I just ate 3 burrito supremes and a crunchwrap...can't feel feet...I think I have diabetes
I drank enough to make her look pretty . . It worked and i threw up while going at it
I'm drinking early times at a fridays on wednesday night. This entire bar is going to see my dick by last call.
How does, "Im sorry I was such an intoxicated bitch, I didn't mean anything I said" sound as an apology.
I don't know if it was the room or her, but as soon as the pants came off, it smelt like a locker room and old man farts.
I just found a bag of teeth...
I put the extra pregnancy test in my sex toys box as a reminder that my actions have consequences.
Just remembered when I bought that round of shots I told the girls to "get their whore friend" who was making out with her bf instead of drinking. I don't know why they stayed.
40s are totally the cure
Wake up. Eat bread. Find your dignity. Don't be late for work again.

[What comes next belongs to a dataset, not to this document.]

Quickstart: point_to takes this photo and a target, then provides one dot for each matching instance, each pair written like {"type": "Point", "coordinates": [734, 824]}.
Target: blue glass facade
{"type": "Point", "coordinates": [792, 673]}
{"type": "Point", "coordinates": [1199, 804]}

We've been watching Scooby Doo and having sex for the past 36 hours, so life is great
How'd your Tinder date go?
Well, I met his girlfriend...
Did you just email Kelly and I gay dinosaur erotica?
I'm sorry I didn't get you anything for your birthday
It's just you didn't get me the fucking bear suit last year
New guy moved in the apartment next door. He's a combat vet, 6'4", Adonis body and going to med school. My vagina is chewing thru the wall as we speak.